Vinny Perretta

No. 15
- Position: Wide receiver

Personal information
- Born: October 14, 1985 (age 40) San Diego, California, U.S.
- Listed height: 5 ft 9 in (1.75 m)
- Listed weight: 186 lb (84 kg)

Career information
- High school: La Costa Canyon (Carlsbad, California)
- College: Boise State
- NFL draft: 2009: undrafted

Career history
- Minnesota Vikings (2009–2010)*;
- * Offseason or practice squad member only

= Vinny Perretta =

American football player (born 1985)

Vinny Perretta (born October 14, 1985) is an American former professional football wide receiver. He played college football at Boise State. He was signed by the Minnesota Vikings of the National Football League (NFL) as an undrafted free agent in 2009. He retired from the NFL in April 2010.

== Early life ==

Perretta is a 2004 graduate of La Costa Canyon High School in Encinitas, CA where he was a two-time First-team All-Avocado League selection. He earned offensive team MVP honors and was on all-academic team. He gained over 1,000 yards in total offense as a senior with 12 touchdowns, including two on kickoff returns. He lettered in football three times and track and field once.

== College career ==
Perretta is best known for throwing the touchdown pass in overtime to Derek Schouman in the 2007 Fiesta Bowl to help Boise State beat Oklahoma 43–42 in what many consider to be the best college football game ever played.

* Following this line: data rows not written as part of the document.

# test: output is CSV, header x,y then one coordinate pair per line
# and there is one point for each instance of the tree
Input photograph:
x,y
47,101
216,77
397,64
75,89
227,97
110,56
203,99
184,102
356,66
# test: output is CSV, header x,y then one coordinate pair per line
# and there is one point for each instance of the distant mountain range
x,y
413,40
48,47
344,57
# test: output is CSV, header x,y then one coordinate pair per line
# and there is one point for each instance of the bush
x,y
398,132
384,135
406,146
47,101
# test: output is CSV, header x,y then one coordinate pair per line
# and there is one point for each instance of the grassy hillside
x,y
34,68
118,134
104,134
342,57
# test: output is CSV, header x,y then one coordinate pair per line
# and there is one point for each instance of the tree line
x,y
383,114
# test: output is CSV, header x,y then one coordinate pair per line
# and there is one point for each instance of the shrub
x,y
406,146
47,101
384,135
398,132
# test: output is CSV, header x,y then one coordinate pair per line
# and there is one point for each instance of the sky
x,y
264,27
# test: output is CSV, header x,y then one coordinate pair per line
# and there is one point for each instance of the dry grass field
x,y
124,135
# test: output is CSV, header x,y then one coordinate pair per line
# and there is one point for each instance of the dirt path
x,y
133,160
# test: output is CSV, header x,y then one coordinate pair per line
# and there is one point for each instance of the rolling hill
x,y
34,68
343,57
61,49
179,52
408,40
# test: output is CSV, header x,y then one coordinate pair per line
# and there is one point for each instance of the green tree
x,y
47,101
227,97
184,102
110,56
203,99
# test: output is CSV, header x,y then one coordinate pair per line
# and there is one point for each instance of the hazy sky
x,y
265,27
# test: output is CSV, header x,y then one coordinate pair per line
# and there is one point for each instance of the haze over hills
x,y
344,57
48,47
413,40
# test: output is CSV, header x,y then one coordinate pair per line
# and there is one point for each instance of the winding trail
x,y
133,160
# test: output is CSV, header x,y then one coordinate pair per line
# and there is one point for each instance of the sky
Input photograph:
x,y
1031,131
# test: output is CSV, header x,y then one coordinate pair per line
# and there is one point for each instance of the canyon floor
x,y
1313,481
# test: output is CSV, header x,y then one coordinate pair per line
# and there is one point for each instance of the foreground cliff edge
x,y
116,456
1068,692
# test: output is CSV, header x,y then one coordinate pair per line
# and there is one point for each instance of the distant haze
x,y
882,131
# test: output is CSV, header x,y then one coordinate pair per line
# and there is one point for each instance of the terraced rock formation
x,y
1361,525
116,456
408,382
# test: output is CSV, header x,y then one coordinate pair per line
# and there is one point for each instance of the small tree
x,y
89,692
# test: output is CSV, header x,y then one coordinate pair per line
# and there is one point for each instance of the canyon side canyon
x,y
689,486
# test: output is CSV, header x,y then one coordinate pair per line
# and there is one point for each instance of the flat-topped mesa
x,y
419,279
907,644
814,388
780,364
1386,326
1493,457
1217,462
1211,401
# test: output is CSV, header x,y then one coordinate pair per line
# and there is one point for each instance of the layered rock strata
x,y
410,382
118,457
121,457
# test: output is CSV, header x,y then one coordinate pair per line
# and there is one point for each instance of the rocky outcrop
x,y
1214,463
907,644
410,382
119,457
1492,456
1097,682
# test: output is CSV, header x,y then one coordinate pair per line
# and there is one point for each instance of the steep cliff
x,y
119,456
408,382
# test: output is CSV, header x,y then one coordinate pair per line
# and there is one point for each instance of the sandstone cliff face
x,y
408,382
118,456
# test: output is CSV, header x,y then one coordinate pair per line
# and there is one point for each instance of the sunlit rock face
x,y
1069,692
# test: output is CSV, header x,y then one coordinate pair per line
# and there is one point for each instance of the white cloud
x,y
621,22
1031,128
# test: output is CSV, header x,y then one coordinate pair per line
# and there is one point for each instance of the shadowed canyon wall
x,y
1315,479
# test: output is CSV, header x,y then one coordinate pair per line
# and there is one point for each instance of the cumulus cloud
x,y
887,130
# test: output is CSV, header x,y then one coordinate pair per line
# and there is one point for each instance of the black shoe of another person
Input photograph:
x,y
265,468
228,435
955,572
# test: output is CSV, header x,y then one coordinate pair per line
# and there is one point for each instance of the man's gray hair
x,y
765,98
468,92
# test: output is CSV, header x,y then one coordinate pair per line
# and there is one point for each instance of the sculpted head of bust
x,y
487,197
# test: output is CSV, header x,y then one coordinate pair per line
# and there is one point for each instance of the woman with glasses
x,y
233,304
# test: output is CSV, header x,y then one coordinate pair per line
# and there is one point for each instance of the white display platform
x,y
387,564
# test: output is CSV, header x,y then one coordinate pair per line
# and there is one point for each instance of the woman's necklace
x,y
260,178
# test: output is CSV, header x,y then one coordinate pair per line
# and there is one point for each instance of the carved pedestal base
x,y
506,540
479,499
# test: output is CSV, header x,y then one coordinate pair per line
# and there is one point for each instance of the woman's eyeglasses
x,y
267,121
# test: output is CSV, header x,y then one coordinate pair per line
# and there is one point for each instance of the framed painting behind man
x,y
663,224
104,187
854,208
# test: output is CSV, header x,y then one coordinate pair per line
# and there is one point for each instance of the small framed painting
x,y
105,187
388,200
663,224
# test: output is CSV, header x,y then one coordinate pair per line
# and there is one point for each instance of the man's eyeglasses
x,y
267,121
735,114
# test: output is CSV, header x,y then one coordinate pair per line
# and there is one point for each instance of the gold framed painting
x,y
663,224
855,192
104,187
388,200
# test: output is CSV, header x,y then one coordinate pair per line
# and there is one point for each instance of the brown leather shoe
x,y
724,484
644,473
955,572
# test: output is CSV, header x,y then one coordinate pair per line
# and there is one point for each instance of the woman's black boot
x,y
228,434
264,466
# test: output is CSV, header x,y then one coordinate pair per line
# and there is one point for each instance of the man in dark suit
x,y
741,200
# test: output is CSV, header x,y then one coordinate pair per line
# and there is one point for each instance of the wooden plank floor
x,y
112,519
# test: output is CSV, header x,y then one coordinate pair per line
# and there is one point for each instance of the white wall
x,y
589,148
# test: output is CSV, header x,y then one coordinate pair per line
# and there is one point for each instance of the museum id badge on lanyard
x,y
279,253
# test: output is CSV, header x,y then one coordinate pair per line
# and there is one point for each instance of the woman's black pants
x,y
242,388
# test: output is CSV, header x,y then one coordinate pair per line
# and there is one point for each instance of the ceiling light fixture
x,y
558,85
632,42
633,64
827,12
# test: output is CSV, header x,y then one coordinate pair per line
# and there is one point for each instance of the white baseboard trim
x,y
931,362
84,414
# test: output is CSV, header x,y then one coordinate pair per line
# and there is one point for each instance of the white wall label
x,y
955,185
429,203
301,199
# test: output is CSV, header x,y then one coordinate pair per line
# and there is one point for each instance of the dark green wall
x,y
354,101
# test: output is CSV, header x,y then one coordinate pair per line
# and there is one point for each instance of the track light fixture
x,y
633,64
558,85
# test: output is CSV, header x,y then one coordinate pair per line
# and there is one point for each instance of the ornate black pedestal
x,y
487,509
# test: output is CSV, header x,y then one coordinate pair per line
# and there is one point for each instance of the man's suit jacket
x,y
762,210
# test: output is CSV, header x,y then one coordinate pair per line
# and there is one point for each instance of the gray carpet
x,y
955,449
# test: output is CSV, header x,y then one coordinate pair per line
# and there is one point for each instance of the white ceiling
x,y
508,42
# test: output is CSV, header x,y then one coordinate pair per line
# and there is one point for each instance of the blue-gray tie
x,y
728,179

In 2008, as a senior, Perretta caught 36 passes for 578 yards and 2 touchdowns and helped Boise State post an undefeated 12–0 regular season mark. In 2007, he played in four games before being sidelined with shoulder injury. He made nine catches for 120 yards and five rushes for 30 yards and a touchdown. In 2006, he played wide receiver and running back and finished third on team in rushing with 316 yards and three touchdowns on 55 carries while finishing fifth on in receiving with 17 catches for 124 yards and two touchdowns and was named to the All-WAC academic team. In 2005, he was part of Boise State's wide receiver rotation and played in all 13 games, catching 12 passes for 169 yards. In 2004, he was named offensive scout team player of the year and he red-shirted after walking on prior to the 2004 season.

== Professional career ==

On May 8, 2009, the Minnesota Vikings signed Perretta and Boise State teammate Ian Johnson. Perretta was re-signed on April 15, 2010. However, he decided to retire shortly after.

== Post-career life ==
Perretta is now a sales representative in Boise, Idaho. He is married with two children. Peretta enjoys golf as a hobby.